You should not keep shrimps with tetras. If your tank is really densely planted, you might be able to establish RCS colony that is breeding faster than your tetras eat them. But they will eat them. Only ottos are 100% shrimp safe.


----------



## mordalphus (Jun 23, 2010)

Yeah... This is a problem a lot of people have, the fish leave the shrimp alone until one day one fish tastes one of the shrimp out of curiosity... Then the frenzy starts. Basically once they find out how delicious the shrimp are, they'll never leave them alone.


----------



## kcrossley (Feb 22, 2010)

Crap. That sucks. Shrimp are much cooler than fish, IMHO. Maybe I should donate my fish and get shrimp instead.
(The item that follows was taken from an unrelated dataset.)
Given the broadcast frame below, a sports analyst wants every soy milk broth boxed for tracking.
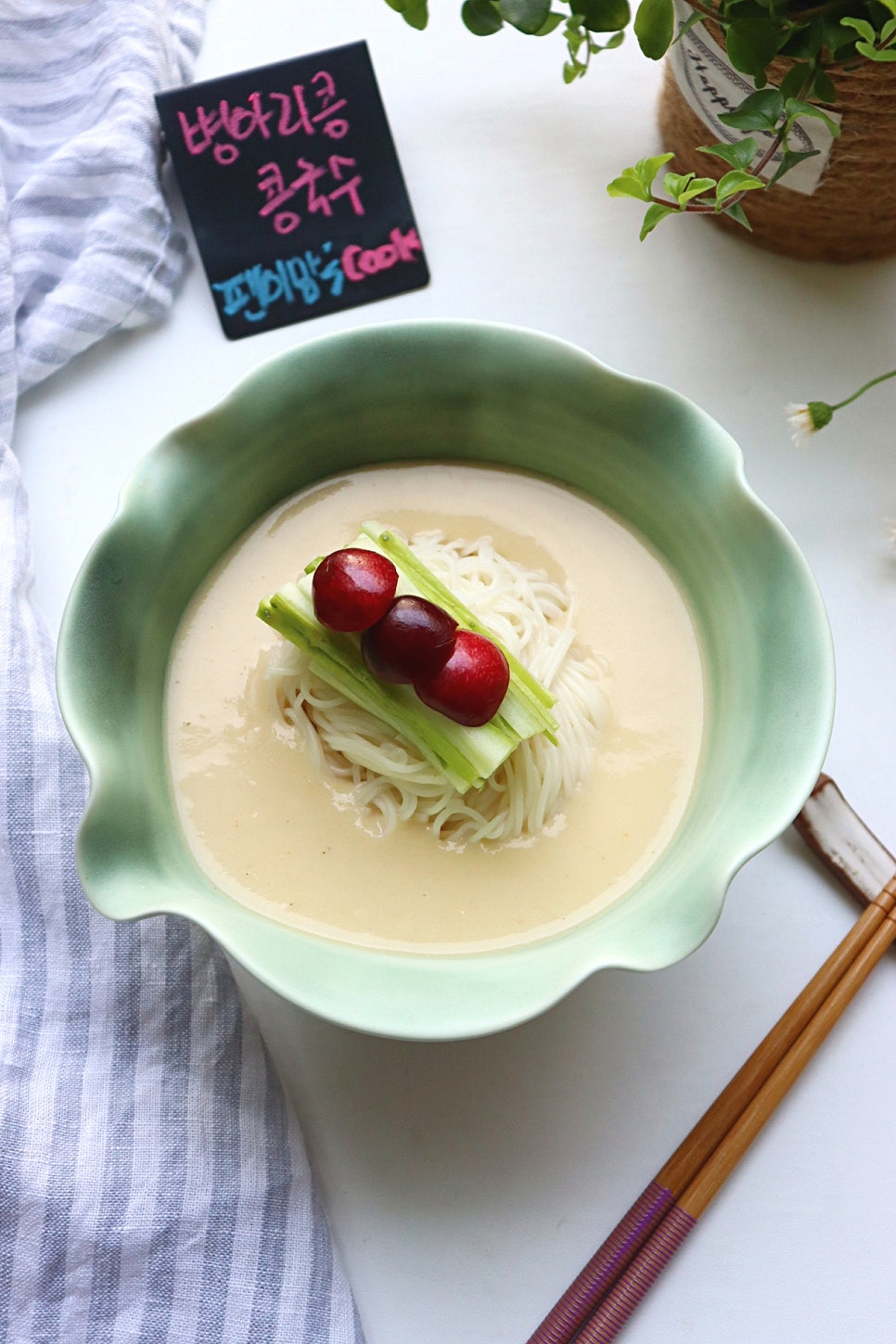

LOL


----------



## Krayz5183 (Nov 30, 2010)

i had small caridnal tetras without issue...if your going to do fish and shrimp which is not 100% safe...i would go with nano fish and fish with small mouthes.Also stay away from fish that like to forage on the bottom...sad part is you could have 10 fish in your tank all the same breed and they leave the shrimp aloneand then go out and buy 5 more(same breed) and those ones might devour your shrimp...to me it is a situation based on per fish....another thing that helps is to feed your fish often...keep them full and have lots of cover for the shrimp(perferablly moss...makes good hiding for shrimp)


----------



## kcrossley (Feb 22, 2010)

What about amano shrimp?


----------



## mysticalnet (Dec 2, 2007)

solution: don't put fish with shrimp unless it is like otocinclus


----------



## justin182 (Aug 19, 2009)

even the smallest, tinest fish will eat any shrimplets easily!


----------



## Heliostica (Jan 2, 2011)

Personally I've had and sold (previous life in an LFS) Amanos to go in with community fish, if you follow the other rules, like not introducing them when the fish are hungry, they should be ok, they are a lot bigger when fully grown, especially the females.


----------